A memorial plaza honoring Americans of Japanese ancestry who were wrongly imprisoned during World War II will be built near the San Bruno BART station, at a site where in 1942 nearly 8,000 were held in what was then a horse track.
Officials broke ground on the plaza Friday, marking a milestone in a decadelong effort by a group of organizers, including some who were interned at the site early in their lives.
“This day is 10 years in the making, and 80 years in the making for those imprisoned,” said Doug Yamamoto, president of the Tanforan Assembly Center Memorial Committee, the group leading the effort.
While now home to a sprawling indoor mall, prior to 1964 a race track occupied the site adjacent to the train line, now the San Bruno BART station. Between April and October 1942, the track was used as a temporary detention center to hold Japanese Americans until they were transferred to more permanent concentration camps across the country.
The new plaza will feature a bronze statue depicting two young girls who were imprisoned, inspired by a photograph taken at the time. Other installations will represent horse stalls similar to those in which families were forced to live.
“We are always going to remember the horrific incident that occurred here,” said U.S. Rep. Jackie Speier, D-San Mateo, who spoke at the groundbreaking ceremony. “The constitution was stripped and America lost its way.”
Steve Okamoto, the committee’s vice president, was just 5 weeks old when his family was ordered into the camp. He recalled stories from his parents, including their struggle to provide him with warm formula and his mother’s memory of the smell of manure and urine in the horse stall in which they were forced to live.
The Tanforan site was one of multiple race tracks hastily converted to “assembly centers” following the attack on Pearl Harbor.
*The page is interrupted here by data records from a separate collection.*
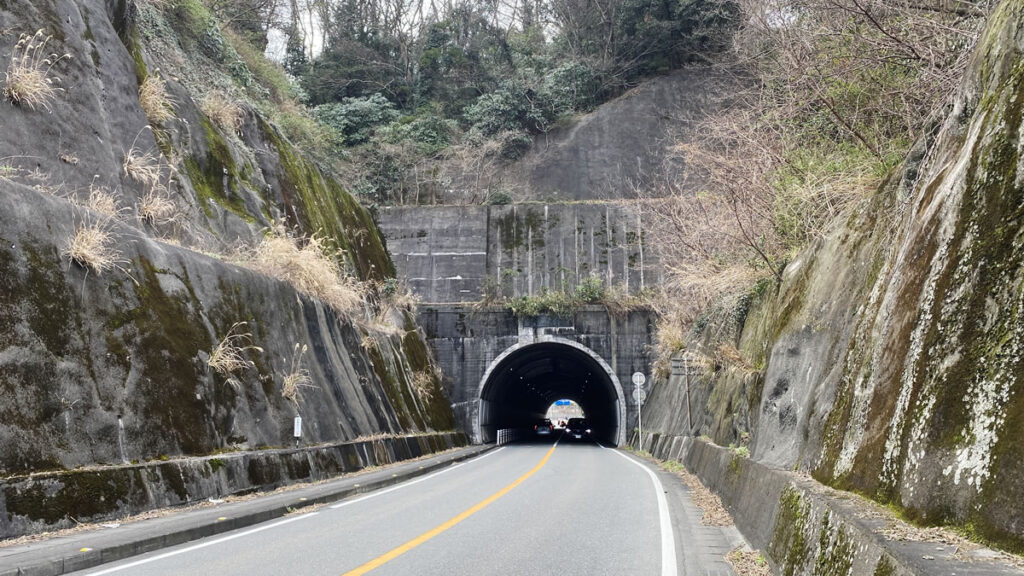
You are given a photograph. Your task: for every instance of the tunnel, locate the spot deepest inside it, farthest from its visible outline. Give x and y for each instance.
(521, 384)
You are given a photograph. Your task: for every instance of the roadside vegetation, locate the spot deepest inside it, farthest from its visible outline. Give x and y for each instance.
(821, 99)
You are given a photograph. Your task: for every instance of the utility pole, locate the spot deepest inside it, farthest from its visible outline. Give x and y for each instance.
(686, 375)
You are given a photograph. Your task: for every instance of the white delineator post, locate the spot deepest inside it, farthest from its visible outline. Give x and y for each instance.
(638, 380)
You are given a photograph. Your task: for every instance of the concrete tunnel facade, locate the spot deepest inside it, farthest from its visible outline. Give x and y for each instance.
(524, 380)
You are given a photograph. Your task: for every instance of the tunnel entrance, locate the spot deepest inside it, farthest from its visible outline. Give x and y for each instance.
(522, 382)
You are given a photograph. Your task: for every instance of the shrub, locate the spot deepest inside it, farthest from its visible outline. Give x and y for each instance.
(267, 74)
(513, 146)
(510, 109)
(430, 132)
(223, 112)
(572, 86)
(304, 131)
(311, 268)
(28, 81)
(157, 105)
(590, 289)
(355, 119)
(423, 384)
(298, 376)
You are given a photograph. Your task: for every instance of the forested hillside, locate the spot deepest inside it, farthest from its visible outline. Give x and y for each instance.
(409, 95)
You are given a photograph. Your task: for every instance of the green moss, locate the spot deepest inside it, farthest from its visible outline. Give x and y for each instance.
(321, 205)
(51, 315)
(390, 385)
(885, 567)
(788, 546)
(439, 414)
(835, 552)
(216, 177)
(81, 495)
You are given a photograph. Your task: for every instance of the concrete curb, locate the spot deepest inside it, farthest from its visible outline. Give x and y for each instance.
(35, 562)
(802, 525)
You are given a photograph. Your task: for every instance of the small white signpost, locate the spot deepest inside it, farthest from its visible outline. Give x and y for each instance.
(640, 396)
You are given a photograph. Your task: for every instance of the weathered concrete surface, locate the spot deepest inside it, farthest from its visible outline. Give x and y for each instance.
(451, 253)
(99, 370)
(467, 341)
(891, 353)
(80, 550)
(807, 529)
(54, 500)
(108, 369)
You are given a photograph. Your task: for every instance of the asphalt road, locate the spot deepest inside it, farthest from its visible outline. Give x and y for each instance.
(538, 508)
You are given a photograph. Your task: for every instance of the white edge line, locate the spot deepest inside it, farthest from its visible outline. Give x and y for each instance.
(376, 493)
(280, 523)
(201, 545)
(669, 567)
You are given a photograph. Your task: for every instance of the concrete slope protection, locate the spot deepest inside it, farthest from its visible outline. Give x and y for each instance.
(889, 361)
(534, 508)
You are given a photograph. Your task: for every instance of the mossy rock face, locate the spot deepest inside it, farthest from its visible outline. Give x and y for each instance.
(171, 334)
(788, 547)
(320, 205)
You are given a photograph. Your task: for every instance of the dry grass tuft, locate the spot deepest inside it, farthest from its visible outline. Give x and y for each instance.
(297, 378)
(102, 201)
(28, 80)
(7, 170)
(156, 103)
(311, 268)
(40, 181)
(93, 248)
(223, 112)
(228, 356)
(142, 167)
(157, 208)
(423, 384)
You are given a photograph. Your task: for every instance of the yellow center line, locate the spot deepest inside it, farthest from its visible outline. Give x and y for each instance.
(388, 557)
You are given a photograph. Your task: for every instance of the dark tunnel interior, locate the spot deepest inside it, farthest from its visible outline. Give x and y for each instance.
(523, 385)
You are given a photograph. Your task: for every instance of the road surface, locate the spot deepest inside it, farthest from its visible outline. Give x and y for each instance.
(548, 508)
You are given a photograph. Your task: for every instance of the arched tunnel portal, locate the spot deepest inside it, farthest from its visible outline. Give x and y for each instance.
(522, 382)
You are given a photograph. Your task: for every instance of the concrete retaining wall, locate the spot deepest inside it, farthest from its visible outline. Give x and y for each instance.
(451, 253)
(805, 528)
(48, 501)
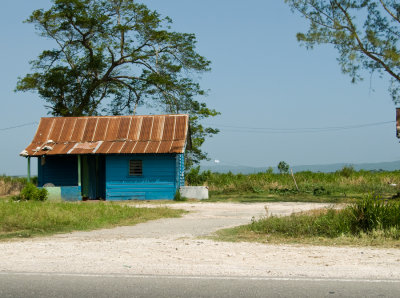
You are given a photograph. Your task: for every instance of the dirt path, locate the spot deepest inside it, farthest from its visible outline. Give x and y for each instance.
(171, 246)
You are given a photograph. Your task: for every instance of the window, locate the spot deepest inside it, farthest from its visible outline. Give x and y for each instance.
(135, 168)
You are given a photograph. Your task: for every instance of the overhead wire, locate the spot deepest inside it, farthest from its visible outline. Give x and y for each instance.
(274, 130)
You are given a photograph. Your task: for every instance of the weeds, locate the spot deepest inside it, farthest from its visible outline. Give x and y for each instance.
(29, 218)
(346, 183)
(31, 193)
(370, 218)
In all, approximately 120,000 Japanese Americans were imprisoned during the war, the vast majority of whom were never charged with crimes, their detention based solely on their Japanese descent amid fears that those who appeared to be Japanese would conspire with or aid the Japanese government.
San Bruno Mayor Rico Medina noted the importance of establishing the memorial to educate and remind of the site’s history.
“I can tell you as a third generation, lifelong San Bruno resident, when I grew up, I knew this was a race track, I was taught that. I never was told, never was educated, what else transpired,” he said.
The plaza is estimated to cost $1.4 million to construct, $1.2 million of which Okamoto said has been raised. The San Mateo County Board of Supervisors granted the project $250,000 and another $363,000 was granted by the National Parks Service. BART donated the land for the plaza. The committee is seeking the remaining $200,000 from additional grants and donations.
The Tanforan committee previously aided in an installation within the BART station, which features photos of those held at Tanforan taken by Dorothea Lange. The new bronze statue is based also on one of Lange’s photos.